A method of lignin separation from cellulose, originally developed in the paper-making industry as an alternative to environmentally hazardous chlorine-based reagents, consists in treating biomasses with alkaline solutions [16]. Strong bases, such as NaOH or Ca(OH)₂, are both environmentally compatible and efficient agents for delignification of cellulose and solubilization of separated lignin Ref. [17]. Furthermore, lignin hydrolysis is significantly improved by adding hydrogen peroxide (H₂O₂) to the reaction mixture [18]. In fact, this alkaline oxidative solution easily disrupts cell walls, efficiently dissolves hemicellulose and lignin by hydrolyzing uranic and acetic acid esters, and yields poorly crystalline cellulose [19]. Moreover, α-aryl ether linkages in lignin phenolic units are readily cleaved and the conversion of the resulting phenolic units into, first, quinone methide intermediates, and, then, fragmented hydroxyl–phenolic groups, contributes to lignin solubilization in alkaline solution [20]. Lignin is then easily recovered by lowering the pH [21]. The resulting material has been reported to be lower in molecular weight and richer in carbonyl and carboxyl functional groups than lignin obtained by Kraft or sulfite processes [22]. However, no detailed information on the physical–chemical characteristics of the different lignin separates has been ever described, up to our knowledge.
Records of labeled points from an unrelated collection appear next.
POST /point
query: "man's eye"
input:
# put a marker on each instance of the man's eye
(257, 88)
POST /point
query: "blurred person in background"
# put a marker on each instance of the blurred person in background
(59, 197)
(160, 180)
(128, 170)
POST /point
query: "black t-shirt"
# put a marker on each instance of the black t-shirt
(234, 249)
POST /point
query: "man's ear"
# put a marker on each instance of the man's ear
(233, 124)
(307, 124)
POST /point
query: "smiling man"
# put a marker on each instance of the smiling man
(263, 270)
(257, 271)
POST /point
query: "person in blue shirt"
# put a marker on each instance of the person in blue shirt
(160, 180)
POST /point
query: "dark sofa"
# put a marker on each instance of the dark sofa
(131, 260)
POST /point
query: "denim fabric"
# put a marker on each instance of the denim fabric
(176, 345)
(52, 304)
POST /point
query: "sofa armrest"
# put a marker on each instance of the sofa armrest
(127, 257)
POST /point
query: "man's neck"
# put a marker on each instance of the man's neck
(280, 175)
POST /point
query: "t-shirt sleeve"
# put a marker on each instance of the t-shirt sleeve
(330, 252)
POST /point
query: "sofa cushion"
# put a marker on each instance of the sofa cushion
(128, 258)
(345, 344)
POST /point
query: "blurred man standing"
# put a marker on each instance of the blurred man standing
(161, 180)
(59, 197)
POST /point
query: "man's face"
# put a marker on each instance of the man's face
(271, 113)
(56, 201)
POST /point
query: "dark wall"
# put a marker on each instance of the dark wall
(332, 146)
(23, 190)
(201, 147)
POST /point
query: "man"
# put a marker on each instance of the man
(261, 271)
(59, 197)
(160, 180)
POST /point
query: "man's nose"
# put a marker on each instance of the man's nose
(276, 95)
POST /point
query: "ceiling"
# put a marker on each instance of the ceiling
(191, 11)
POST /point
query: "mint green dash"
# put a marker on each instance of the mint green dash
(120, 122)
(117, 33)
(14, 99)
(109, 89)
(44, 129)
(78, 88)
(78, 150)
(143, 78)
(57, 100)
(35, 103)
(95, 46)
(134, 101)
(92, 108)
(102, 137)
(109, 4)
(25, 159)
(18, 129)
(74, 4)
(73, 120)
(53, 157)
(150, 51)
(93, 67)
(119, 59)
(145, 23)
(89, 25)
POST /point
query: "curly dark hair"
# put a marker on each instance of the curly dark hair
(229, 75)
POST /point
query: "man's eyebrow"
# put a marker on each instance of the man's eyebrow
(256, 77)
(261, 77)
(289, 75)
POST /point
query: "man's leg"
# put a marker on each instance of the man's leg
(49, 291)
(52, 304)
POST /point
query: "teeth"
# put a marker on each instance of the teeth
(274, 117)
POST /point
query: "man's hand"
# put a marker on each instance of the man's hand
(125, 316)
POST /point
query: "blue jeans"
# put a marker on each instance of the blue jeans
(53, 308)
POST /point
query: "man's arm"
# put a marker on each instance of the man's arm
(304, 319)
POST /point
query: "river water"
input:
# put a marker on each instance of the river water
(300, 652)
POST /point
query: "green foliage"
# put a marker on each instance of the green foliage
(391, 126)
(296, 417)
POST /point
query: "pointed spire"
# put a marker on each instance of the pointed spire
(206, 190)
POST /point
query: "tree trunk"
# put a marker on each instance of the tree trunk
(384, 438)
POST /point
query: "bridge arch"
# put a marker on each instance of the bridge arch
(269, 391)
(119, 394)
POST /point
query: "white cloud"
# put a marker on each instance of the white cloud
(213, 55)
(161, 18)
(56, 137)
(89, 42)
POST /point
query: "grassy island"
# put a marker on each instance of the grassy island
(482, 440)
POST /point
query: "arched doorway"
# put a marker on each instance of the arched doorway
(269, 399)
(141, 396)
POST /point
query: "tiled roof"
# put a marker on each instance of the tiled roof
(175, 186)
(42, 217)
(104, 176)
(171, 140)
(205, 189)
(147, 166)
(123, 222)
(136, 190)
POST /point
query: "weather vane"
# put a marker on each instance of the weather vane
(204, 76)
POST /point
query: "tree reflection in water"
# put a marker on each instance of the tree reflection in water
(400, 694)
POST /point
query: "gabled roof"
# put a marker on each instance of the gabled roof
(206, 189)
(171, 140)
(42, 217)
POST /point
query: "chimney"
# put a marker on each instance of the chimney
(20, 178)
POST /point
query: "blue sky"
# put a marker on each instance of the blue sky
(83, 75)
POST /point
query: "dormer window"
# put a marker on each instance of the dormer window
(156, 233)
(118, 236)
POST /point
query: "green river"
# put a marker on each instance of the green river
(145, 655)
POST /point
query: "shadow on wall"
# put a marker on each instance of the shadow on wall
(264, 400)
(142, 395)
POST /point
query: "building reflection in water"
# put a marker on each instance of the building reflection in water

The objective of this work was to compare the physical–chemical characteristics of lignin separated by either a sulfuric acid or an oxidative alkaline extraction, from three different plant sources rich in lignocellulose and used for second-generation ethanol: miscanthus, giant reed, and a microbially pre-treated giant reed. The isolated lignin was characterized by Attenuated Total Reflectance Infrared Fourier Transform spectroscopy (ATR-IR), solid state NMR spectroscopy (¹³C-CPMAS spectra and derived T1ρH relaxation times), thermogravimetric analysis (TGA), and high performance size exclusion chromatography (HPSEC).